Harsco Announces Pricing of $500 Million of 5.75% Senior Unsecured Notes Due 2027

Camp Hill, PA

Enviri Corporation (NYSE: NVRI)

CAMP HILL, Pa. – (June 12, 2019) – Harsco Corporation (NYSE: HSC) today announced that it priced a private offering (the “Private Offering”) of $500 million in aggregate principal amount of 5.75% senior unsecured notes due 2027 (the “Notes”) at par.

The Company intends to use the net proceeds from the Private Offering to fund, together with borrowings under its revolving credit facility, the purchase price of the previously announced pending acquisition (the “Acquisition”) of CEHI Acquisition Corporation (“Clean Earth”). The closing of the Private Offering, which is expected to occur on June 28, 2019, is contingent upon the closing of the Acquisition and other customary closing conditions.

The Notes will be guaranteed on a senior unsecured basis, jointly and severally, by all of Harsco’s wholly owned U.S. subsidiaries that guarantee its senior secured credit facility.

The Notes will be offered and sold to persons reasonably believed to be qualified institutional buyers pursuant to Rule 144A under the Securities Act of 1933, as amended (the “Securities Act”) and to certain non-U.S. persons outside the United States pursuant to Regulation S under the Securities Act.

Also expected to be consummated on or about June 28, 2019, subject to customary closing conditions, is the anticipated amendment to the Company’s credit agreement governing its senior secured credit facility to (i) increase its revolving credit facility by $200 million, (ii) extend the maturity of its revolving credit facility to June 2024, (iii) reduce the interest rate margins and commitment fees applicable to its revolving credit loans, and (iv) adjust certain covenants, although there can be no assurance that the Company will consummate the amendment on favorable terms or at all.

The Notes have not been and will not be registered under the Securities Act or applicable state securities laws and may not be offered or sold in the United States absent registration or an applicable exemption from the registration requirements of the Securities Act and applicable state laws.

This press release does not constitute an offer to sell or a solicitation of an offer to buy any of the Notes or any other securities and shall not constitute an offer, solicitation or sale in any state or jurisdiction in which such offer, solicitation, or sale is unlawful.


About Harsco Corporation

Harsco Corporation a global market leader providing environmental solutions for industrial waste streams and innovative technologies for the rail and energy sectors. Based in Camp Hill, PA, the 11,000-employee company operates in more than 30 countries. Harsco’s common stock is a component of the S&P SmallCap 600 Index and the Russell 2000 Index. Additional information can be found at www.harsco.com.

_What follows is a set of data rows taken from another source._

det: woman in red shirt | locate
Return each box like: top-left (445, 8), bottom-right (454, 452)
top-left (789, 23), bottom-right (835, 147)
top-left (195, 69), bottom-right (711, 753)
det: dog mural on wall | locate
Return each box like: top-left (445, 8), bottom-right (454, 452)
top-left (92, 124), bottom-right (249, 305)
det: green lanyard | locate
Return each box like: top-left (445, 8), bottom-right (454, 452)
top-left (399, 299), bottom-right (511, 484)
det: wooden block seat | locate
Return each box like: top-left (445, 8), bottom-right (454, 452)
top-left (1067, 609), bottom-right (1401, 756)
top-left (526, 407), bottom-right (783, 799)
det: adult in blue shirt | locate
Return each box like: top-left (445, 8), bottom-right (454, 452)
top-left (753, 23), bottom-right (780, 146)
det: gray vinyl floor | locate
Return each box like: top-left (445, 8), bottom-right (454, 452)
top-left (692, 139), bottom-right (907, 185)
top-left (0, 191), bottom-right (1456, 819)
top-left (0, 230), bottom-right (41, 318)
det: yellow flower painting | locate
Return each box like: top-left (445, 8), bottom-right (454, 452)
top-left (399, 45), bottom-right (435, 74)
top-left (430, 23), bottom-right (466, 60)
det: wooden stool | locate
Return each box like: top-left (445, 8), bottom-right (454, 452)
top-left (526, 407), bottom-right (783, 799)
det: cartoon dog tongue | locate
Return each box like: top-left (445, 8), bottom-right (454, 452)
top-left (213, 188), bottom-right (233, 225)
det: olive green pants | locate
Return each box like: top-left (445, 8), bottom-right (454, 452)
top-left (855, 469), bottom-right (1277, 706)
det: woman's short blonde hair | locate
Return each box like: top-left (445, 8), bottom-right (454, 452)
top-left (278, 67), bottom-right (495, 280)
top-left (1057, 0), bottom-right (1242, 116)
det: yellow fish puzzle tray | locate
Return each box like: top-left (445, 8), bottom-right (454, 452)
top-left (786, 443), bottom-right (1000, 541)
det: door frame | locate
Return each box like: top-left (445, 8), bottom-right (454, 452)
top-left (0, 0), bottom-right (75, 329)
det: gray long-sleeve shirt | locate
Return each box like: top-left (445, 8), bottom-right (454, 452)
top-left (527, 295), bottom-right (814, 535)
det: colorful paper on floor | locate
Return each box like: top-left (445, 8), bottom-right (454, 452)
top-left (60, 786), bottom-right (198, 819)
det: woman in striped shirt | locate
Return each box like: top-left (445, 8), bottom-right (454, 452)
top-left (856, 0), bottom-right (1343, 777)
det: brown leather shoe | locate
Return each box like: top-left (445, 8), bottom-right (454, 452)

This release contains forward-looking statements based on management’s current expectations, estimates and projections. The nature of the Company’s business and the many countries in which it operates subject it to changing economic, competitive, regulatory and technological conditions, risks and uncertainties. In accordance with the “safe harbor” provisions of Section 27A of the Securities Act of 1933 and Section 21E of the Securities Exchange Act of 1934, the Company provides the following cautionary remarks regarding important factors that, among others, could cause future results to differ materially from the results contemplated by forward-looking statements, including the expectations and assumptions expressed or implied herein. This release contains forward-looking statements, including statements concerning the consummation of the Private Offering, the entering into the amendment to the Company’s credit agreement and the closing of the acquisition of Clean Earth. All statements other than statements of historical fact are, or may be deemed to be, forward-looking statements within the meaning of the Securities Act. Forward-looking statements can be identified by the use of such terms as “may,” “could,” “expect,” “anticipate,” “intend,” “believe,” “likely,” “estimate,” “outlook,” “plan” or other comparable terms.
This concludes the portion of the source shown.